In the ongoing war for our attention, books are losing. Badly.
That's not new. It's well-known that most people prefer TV shows to tomes. The U.S. Bureau of Labor Statistics has been tracking how Americans spend their free time since 2003, and, on average, we spend more than two hours each day watching TV — and only 19 minutes reading.
So to get modern readers' attention, some publishers are taking a cue from Charles Dickens and releasing their books in installments. A company called Serial Box (because what bookworm doesn't love a pun?) is leading the charge by blending 19th-century serial publishing with 21st-century TV script writing.

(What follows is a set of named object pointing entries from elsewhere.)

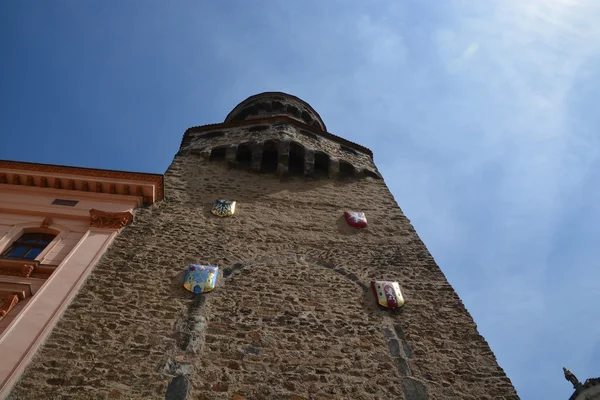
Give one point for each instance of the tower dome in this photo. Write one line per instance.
(270, 104)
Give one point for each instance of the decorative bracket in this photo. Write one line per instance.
(104, 219)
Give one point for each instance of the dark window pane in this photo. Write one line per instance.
(17, 251)
(33, 253)
(29, 238)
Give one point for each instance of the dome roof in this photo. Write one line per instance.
(270, 104)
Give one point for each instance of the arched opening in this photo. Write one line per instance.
(270, 157)
(217, 154)
(321, 164)
(243, 156)
(346, 170)
(296, 159)
(370, 174)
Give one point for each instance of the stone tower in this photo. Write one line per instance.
(292, 315)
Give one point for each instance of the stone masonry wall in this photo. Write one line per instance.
(291, 317)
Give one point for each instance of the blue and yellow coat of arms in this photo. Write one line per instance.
(223, 208)
(200, 278)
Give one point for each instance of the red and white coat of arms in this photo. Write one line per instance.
(356, 219)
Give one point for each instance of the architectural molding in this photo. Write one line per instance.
(122, 198)
(104, 219)
(76, 179)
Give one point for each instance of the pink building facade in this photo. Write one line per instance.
(55, 223)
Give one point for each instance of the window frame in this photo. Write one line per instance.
(19, 230)
(42, 242)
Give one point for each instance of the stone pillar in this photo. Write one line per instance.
(309, 162)
(230, 155)
(283, 160)
(334, 168)
(256, 157)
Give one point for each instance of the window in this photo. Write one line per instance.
(29, 246)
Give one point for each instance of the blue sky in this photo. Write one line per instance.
(481, 116)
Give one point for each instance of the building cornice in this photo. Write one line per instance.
(277, 120)
(83, 181)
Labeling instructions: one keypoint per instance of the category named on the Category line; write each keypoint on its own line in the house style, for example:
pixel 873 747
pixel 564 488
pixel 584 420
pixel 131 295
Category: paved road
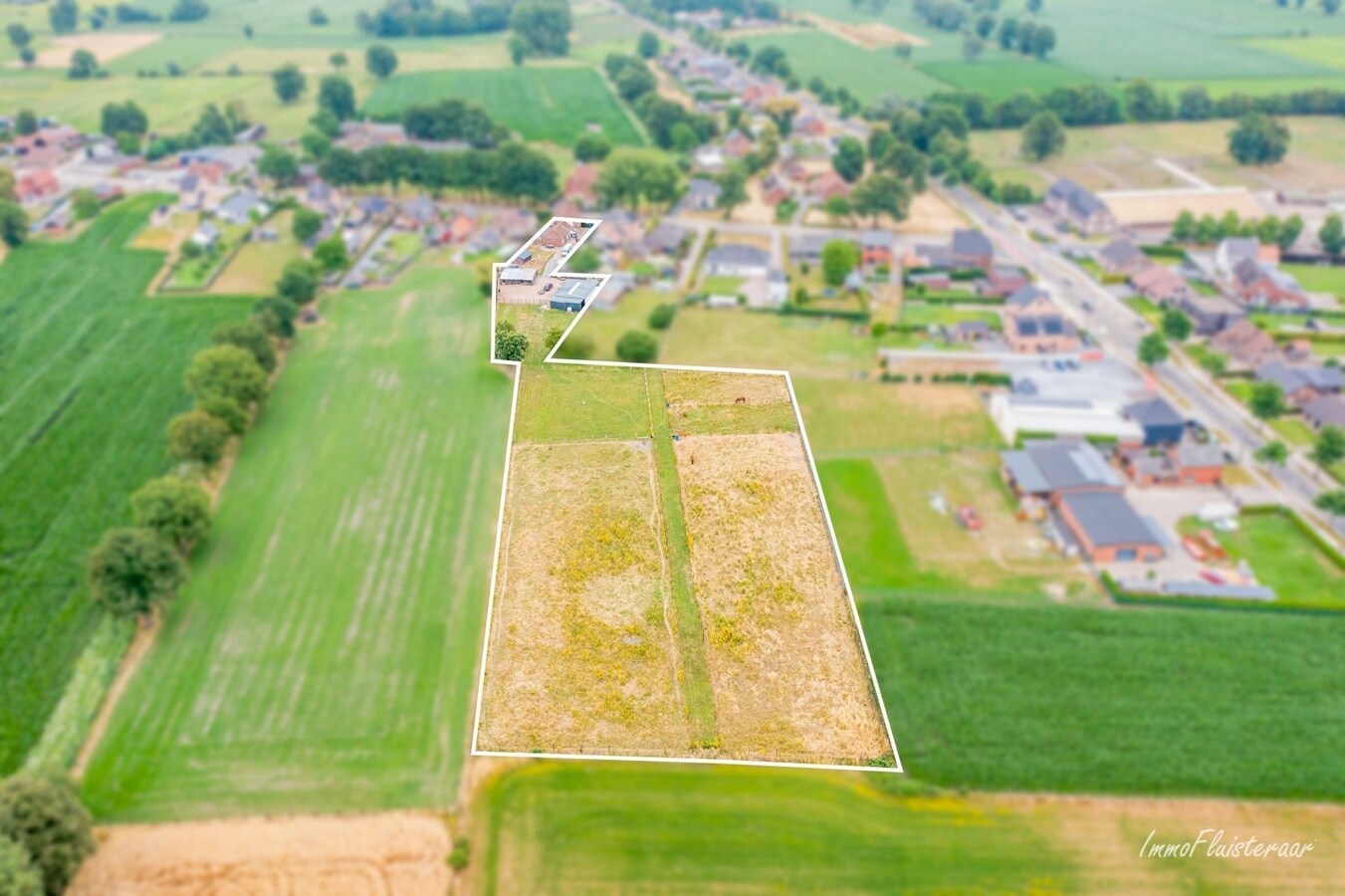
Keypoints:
pixel 1118 330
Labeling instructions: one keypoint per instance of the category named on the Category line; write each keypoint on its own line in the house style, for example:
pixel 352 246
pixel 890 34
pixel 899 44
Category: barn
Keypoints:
pixel 574 294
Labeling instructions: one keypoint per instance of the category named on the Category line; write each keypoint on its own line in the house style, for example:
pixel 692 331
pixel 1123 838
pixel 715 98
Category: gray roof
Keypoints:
pixel 577 290
pixel 1077 199
pixel 1294 378
pixel 1156 412
pixel 738 256
pixel 1192 454
pixel 1026 295
pixel 1107 518
pixel 1119 253
pixel 1328 410
pixel 1056 464
pixel 972 242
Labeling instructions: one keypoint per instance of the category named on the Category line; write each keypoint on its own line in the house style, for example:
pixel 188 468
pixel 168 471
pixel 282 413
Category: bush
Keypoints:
pixel 45 818
pixel 662 317
pixel 638 345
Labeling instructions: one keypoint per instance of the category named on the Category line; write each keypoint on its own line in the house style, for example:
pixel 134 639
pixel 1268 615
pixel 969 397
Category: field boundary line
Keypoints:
pixel 588 226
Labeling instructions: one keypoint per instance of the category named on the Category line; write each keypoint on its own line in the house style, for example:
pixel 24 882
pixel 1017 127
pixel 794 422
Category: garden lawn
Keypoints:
pixel 91 374
pixel 541 103
pixel 636 826
pixel 323 655
pixel 1283 558
pixel 1080 700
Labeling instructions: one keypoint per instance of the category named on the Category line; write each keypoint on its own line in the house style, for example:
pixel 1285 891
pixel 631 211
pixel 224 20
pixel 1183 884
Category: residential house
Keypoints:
pixel 1328 410
pixel 1041 334
pixel 972 249
pixel 417 214
pixel 363 134
pixel 966 332
pixel 1160 421
pixel 37 184
pixel 1049 468
pixel 738 144
pixel 1211 314
pixel 827 184
pixel 1079 207
pixel 1122 257
pixel 1245 344
pixel 1263 287
pixel 738 261
pixel 666 238
pixel 516 224
pixel 1161 284
pixel 574 294
pixel 701 195
pixel 876 248
pixel 1233 251
pixel 1107 529
pixel 578 186
pixel 206 236
pixel 240 207
pixel 1003 280
pixel 1302 385
pixel 1187 463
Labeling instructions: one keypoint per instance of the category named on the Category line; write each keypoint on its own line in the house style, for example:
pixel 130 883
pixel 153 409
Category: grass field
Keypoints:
pixel 541 103
pixel 1001 77
pixel 617 827
pixel 1282 558
pixel 323 654
pixel 849 418
pixel 1079 700
pixel 91 373
pixel 1122 156
pixel 868 75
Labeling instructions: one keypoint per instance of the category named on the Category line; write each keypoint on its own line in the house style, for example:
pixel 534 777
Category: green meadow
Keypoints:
pixel 683 829
pixel 543 103
pixel 323 655
pixel 91 373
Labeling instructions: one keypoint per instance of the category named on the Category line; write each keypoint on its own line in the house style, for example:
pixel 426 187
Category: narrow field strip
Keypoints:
pixel 696 672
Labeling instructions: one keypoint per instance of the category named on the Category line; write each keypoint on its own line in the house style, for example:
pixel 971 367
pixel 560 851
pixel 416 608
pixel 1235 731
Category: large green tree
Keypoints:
pixel 336 96
pixel 1042 136
pixel 1257 140
pixel 290 83
pixel 198 436
pixel 175 509
pixel 229 371
pixel 134 570
pixel 381 61
pixel 43 815
pixel 838 259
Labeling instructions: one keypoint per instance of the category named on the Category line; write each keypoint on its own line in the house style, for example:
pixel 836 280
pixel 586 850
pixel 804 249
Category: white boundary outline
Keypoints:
pixel 589 225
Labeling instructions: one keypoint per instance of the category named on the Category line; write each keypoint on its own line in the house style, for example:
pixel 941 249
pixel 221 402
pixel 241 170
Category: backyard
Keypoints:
pixel 322 657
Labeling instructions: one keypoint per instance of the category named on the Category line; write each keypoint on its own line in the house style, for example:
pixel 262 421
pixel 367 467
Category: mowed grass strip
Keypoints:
pixel 1080 700
pixel 669 829
pixel 91 373
pixel 690 631
pixel 540 103
pixel 574 402
pixel 323 655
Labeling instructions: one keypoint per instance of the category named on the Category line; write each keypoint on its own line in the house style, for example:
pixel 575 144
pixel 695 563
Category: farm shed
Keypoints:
pixel 573 295
pixel 518 275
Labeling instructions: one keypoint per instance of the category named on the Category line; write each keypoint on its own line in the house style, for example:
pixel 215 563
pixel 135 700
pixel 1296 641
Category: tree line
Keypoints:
pixel 1139 102
pixel 513 171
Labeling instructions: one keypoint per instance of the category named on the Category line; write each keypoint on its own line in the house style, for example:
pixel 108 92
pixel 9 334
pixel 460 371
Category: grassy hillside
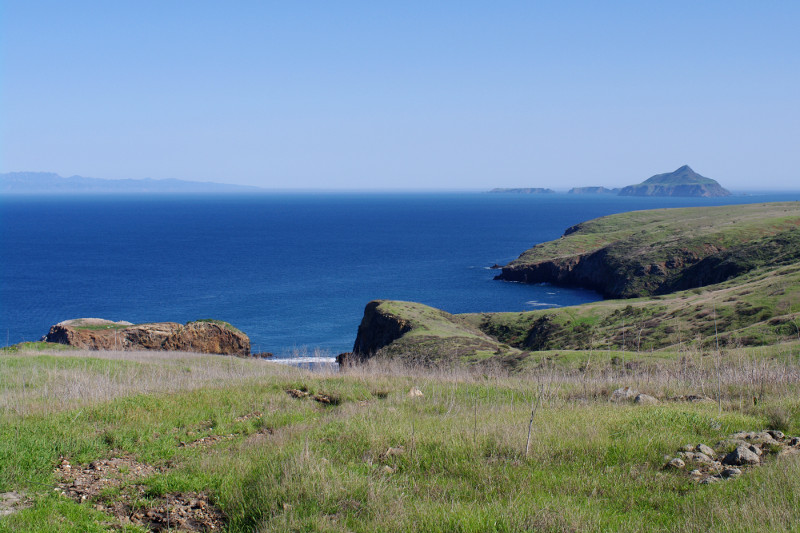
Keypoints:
pixel 417 333
pixel 759 308
pixel 663 250
pixel 356 452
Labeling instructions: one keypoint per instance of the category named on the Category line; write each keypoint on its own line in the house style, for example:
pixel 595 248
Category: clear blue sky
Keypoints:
pixel 407 94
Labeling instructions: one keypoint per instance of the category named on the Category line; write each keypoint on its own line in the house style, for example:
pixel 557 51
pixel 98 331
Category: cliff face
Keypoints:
pixel 378 328
pixel 613 278
pixel 201 336
pixel 661 251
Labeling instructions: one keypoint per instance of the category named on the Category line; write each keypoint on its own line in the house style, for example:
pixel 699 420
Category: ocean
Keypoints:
pixel 293 271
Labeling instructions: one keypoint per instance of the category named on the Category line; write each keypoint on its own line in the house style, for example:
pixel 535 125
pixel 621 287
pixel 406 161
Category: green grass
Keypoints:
pixel 659 251
pixel 593 466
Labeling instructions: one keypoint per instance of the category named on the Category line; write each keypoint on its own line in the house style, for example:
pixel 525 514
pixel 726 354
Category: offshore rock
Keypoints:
pixel 201 336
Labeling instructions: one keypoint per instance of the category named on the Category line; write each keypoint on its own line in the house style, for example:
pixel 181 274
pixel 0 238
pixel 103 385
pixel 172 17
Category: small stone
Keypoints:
pixel 730 473
pixel 702 448
pixel 700 457
pixel 623 393
pixel 742 455
pixel 676 463
pixel 400 450
pixel 645 399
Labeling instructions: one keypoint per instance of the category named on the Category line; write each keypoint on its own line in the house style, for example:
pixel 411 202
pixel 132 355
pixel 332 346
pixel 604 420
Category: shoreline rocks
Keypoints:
pixel 200 336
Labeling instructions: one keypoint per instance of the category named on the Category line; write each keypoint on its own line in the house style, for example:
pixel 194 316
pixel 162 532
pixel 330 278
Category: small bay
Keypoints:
pixel 292 270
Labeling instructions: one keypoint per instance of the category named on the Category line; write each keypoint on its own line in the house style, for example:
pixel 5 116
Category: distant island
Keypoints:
pixel 593 190
pixel 682 182
pixel 48 183
pixel 528 190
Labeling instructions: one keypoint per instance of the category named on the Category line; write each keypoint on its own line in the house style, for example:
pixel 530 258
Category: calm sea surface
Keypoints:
pixel 293 271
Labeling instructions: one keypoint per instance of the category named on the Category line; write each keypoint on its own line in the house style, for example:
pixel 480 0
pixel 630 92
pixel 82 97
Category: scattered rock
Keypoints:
pixel 742 455
pixel 200 336
pixel 645 399
pixel 676 463
pixel 702 448
pixel 691 398
pixel 11 502
pixel 248 416
pixel 393 452
pixel 190 511
pixel 624 394
pixel 777 435
pixel 325 399
pixel 415 393
pixel 749 449
pixel 696 457
pixel 730 473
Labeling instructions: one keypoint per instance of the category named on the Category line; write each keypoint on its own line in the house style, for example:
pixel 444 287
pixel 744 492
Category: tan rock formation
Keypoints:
pixel 200 336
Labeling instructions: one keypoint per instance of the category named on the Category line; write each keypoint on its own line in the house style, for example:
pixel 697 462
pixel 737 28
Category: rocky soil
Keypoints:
pixel 731 457
pixel 200 337
pixel 111 486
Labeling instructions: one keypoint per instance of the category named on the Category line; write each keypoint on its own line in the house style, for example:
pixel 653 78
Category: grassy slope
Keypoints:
pixel 593 465
pixel 440 336
pixel 656 235
pixel 759 308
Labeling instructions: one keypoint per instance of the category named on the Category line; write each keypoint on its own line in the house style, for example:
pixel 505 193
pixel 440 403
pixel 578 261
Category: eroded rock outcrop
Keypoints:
pixel 378 328
pixel 662 251
pixel 201 336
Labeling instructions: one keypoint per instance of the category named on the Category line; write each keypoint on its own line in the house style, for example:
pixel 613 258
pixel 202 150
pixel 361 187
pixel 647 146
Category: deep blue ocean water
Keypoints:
pixel 293 271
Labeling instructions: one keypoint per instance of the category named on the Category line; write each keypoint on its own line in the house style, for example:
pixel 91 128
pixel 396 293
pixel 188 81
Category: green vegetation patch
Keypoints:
pixel 452 458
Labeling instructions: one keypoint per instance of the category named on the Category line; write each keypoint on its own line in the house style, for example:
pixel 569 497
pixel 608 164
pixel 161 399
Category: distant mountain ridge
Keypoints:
pixel 525 190
pixel 593 190
pixel 682 182
pixel 49 182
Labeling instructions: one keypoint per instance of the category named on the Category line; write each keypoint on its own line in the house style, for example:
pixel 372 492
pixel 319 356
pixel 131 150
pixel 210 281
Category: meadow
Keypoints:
pixel 250 445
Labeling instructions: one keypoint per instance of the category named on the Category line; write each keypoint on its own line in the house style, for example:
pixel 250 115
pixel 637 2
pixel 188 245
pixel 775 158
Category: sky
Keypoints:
pixel 402 95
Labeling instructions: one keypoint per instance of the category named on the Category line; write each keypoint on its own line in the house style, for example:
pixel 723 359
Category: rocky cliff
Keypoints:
pixel 421 334
pixel 661 251
pixel 682 182
pixel 379 327
pixel 204 336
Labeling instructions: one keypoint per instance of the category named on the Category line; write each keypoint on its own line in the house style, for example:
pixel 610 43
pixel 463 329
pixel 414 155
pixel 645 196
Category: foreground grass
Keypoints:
pixel 459 461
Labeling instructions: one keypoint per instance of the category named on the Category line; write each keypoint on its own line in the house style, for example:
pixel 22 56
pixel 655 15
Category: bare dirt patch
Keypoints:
pixel 111 486
pixel 11 502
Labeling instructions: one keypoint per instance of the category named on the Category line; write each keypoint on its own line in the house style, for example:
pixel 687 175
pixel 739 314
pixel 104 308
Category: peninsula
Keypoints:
pixel 682 182
pixel 714 274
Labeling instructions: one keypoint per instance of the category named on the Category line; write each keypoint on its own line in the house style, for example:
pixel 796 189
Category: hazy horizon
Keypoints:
pixel 359 96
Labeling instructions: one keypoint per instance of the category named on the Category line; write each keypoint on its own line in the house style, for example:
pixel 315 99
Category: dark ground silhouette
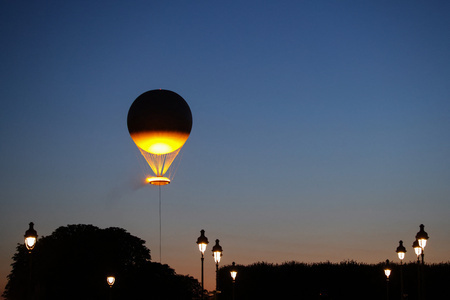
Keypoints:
pixel 74 261
pixel 345 280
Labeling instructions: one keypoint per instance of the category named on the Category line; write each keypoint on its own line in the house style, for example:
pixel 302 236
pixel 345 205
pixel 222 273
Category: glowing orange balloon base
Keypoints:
pixel 158 180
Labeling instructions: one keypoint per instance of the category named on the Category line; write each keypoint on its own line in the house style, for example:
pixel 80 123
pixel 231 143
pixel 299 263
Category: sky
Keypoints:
pixel 320 128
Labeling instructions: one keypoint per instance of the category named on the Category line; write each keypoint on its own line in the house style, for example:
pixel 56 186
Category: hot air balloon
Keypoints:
pixel 159 122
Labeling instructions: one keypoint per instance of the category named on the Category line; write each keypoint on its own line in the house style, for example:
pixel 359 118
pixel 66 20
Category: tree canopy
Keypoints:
pixel 74 261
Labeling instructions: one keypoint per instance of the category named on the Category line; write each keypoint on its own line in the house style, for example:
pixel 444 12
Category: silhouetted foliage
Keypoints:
pixel 345 280
pixel 74 261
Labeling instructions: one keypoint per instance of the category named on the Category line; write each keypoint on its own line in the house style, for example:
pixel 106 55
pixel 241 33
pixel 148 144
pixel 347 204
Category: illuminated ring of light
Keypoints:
pixel 158 180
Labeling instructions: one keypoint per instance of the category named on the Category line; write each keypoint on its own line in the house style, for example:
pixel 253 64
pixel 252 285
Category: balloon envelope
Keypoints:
pixel 159 121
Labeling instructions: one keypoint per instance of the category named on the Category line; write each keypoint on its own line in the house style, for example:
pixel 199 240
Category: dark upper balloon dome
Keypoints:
pixel 158 119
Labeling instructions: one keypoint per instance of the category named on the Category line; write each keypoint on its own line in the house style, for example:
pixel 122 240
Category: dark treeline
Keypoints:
pixel 345 280
pixel 74 261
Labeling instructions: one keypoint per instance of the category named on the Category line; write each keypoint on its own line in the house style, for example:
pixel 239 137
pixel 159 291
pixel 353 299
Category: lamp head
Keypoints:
pixel 387 269
pixel 110 280
pixel 30 237
pixel 422 236
pixel 417 248
pixel 233 271
pixel 217 252
pixel 202 241
pixel 401 250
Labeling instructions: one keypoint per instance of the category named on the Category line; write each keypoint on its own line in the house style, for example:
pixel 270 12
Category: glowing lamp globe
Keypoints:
pixel 110 280
pixel 202 241
pixel 30 237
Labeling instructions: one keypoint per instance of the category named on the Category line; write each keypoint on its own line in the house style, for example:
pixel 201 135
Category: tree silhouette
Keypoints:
pixel 74 261
pixel 338 281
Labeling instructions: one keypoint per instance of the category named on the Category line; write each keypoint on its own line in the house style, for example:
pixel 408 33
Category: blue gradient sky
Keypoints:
pixel 321 128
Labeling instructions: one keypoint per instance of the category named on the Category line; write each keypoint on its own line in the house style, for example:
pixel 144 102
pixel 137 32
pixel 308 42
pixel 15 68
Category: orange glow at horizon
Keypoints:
pixel 159 142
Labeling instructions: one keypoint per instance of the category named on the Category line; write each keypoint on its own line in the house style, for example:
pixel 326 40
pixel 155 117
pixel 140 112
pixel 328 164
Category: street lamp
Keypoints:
pixel 202 242
pixel 401 251
pixel 30 237
pixel 417 250
pixel 217 253
pixel 233 273
pixel 387 272
pixel 110 280
pixel 422 238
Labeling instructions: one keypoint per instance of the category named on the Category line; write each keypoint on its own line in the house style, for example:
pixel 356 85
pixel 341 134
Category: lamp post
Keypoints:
pixel 30 237
pixel 202 242
pixel 422 238
pixel 387 272
pixel 401 250
pixel 418 251
pixel 233 273
pixel 110 280
pixel 217 253
pixel 30 242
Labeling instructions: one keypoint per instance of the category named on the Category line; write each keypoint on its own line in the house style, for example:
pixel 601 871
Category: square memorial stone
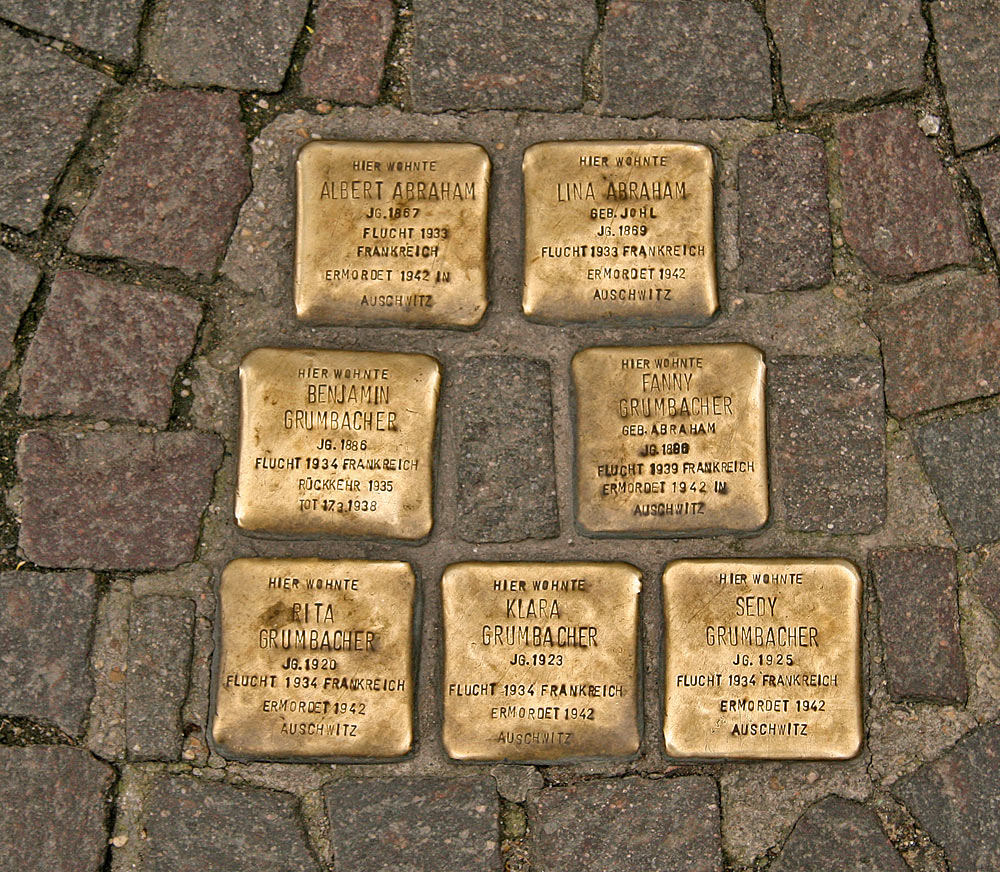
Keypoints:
pixel 619 230
pixel 336 443
pixel 314 660
pixel 540 661
pixel 763 659
pixel 670 439
pixel 391 233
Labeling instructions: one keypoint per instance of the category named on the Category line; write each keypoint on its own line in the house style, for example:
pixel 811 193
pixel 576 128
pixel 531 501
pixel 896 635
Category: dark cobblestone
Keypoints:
pixel 346 59
pixel 968 56
pixel 962 462
pixel 120 500
pixel 918 615
pixel 107 350
pixel 54 813
pixel 827 430
pixel 245 45
pixel 171 191
pixel 522 54
pixel 159 663
pixel 941 347
pixel 835 52
pixel 671 824
pixel 955 799
pixel 838 834
pixel 47 102
pixel 901 213
pixel 506 470
pixel 201 826
pixel 702 59
pixel 45 622
pixel 414 824
pixel 784 214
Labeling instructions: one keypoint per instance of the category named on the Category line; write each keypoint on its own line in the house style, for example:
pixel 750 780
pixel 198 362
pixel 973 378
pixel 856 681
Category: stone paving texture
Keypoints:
pixel 117 500
pixel 107 350
pixel 171 190
pixel 54 809
pixel 45 626
pixel 413 824
pixel 784 214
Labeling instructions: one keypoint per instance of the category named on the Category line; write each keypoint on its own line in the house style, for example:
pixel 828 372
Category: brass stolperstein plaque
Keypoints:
pixel 763 659
pixel 336 442
pixel 540 660
pixel 619 229
pixel 670 439
pixel 314 659
pixel 391 233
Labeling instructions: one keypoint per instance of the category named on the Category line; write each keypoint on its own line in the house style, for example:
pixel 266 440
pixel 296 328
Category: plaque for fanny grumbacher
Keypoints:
pixel 619 230
pixel 763 659
pixel 540 660
pixel 391 233
pixel 336 442
pixel 314 659
pixel 670 439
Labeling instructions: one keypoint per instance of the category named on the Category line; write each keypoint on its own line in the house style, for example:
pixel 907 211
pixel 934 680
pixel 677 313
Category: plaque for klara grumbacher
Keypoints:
pixel 391 233
pixel 314 660
pixel 763 659
pixel 336 443
pixel 619 230
pixel 541 661
pixel 670 440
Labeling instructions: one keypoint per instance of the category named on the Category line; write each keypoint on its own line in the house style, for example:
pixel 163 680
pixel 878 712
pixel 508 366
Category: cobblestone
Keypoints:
pixel 107 350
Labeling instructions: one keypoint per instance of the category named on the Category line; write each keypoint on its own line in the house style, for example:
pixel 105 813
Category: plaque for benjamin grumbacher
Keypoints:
pixel 391 233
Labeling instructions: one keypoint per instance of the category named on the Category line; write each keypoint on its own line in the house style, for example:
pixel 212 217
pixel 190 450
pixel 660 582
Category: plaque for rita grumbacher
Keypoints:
pixel 391 233
pixel 619 230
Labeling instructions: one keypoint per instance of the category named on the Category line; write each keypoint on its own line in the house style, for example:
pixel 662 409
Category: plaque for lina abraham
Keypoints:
pixel 670 439
pixel 619 230
pixel 391 233
pixel 314 659
pixel 336 442
pixel 540 660
pixel 763 659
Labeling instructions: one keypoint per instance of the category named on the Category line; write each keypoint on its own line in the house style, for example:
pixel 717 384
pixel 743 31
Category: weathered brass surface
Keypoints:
pixel 336 442
pixel 670 439
pixel 763 659
pixel 617 229
pixel 540 660
pixel 314 659
pixel 391 233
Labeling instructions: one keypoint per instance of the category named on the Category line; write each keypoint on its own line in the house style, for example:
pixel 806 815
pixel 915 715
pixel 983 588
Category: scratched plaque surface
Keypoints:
pixel 671 439
pixel 763 659
pixel 540 660
pixel 314 659
pixel 391 233
pixel 619 230
pixel 336 442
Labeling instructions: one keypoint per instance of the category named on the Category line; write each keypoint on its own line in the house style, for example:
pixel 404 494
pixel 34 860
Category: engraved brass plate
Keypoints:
pixel 336 442
pixel 314 659
pixel 391 233
pixel 670 439
pixel 619 230
pixel 540 660
pixel 763 659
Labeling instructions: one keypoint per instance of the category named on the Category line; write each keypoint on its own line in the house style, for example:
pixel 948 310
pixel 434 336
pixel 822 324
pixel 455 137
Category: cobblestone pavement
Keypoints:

Here's how it works: Serial Box releases what it has dubbed an "episode" of each book every week for 10 to 16 weeks, or a "season." Each episode, in e-book or audiobook form, is 40 minutes long. That's a little less than the average American's commute time to and from work, according to the U.S. Census Bureau's 2014 American Community Survey, and, coincidentally, the same length as your typical hourlong TV show sans the commercial breaks.
In an interview with NPR, Serial Box founder Molly Barton explained, "We're not just chopping up novels and sending out chapters." The company uses a team of writers to flesh out a season — not unlike a TV program.
It's a novel idea to get people reading more, well, novels.
But it also seems unlikely to lure serious TV junkies away from the screen. In 2014, the Pew Research Center found that nearly a quarter of Americans didn't read a single book during that year. No paperbacks. No Nooks. No books on tape.
Don't panic yet for the fate of literature. Pew also found that, on average, Americans read 11 books per year. That means those who do regularly read, don't just nibble at books — they devour them. And all of these statistics on the American reader have been fairly consistent since the rise of smartphones and Netflix. It's not as if we're witnessing the slow death of the bibliophile. Readers are fairly set in their habits — which could present Serial Box with a problem as it tries to lure new consumers.
See, Serial Box wants to be the "HBO of books." You've heard of binge-watching? Serial Box is aiming for binge-reading.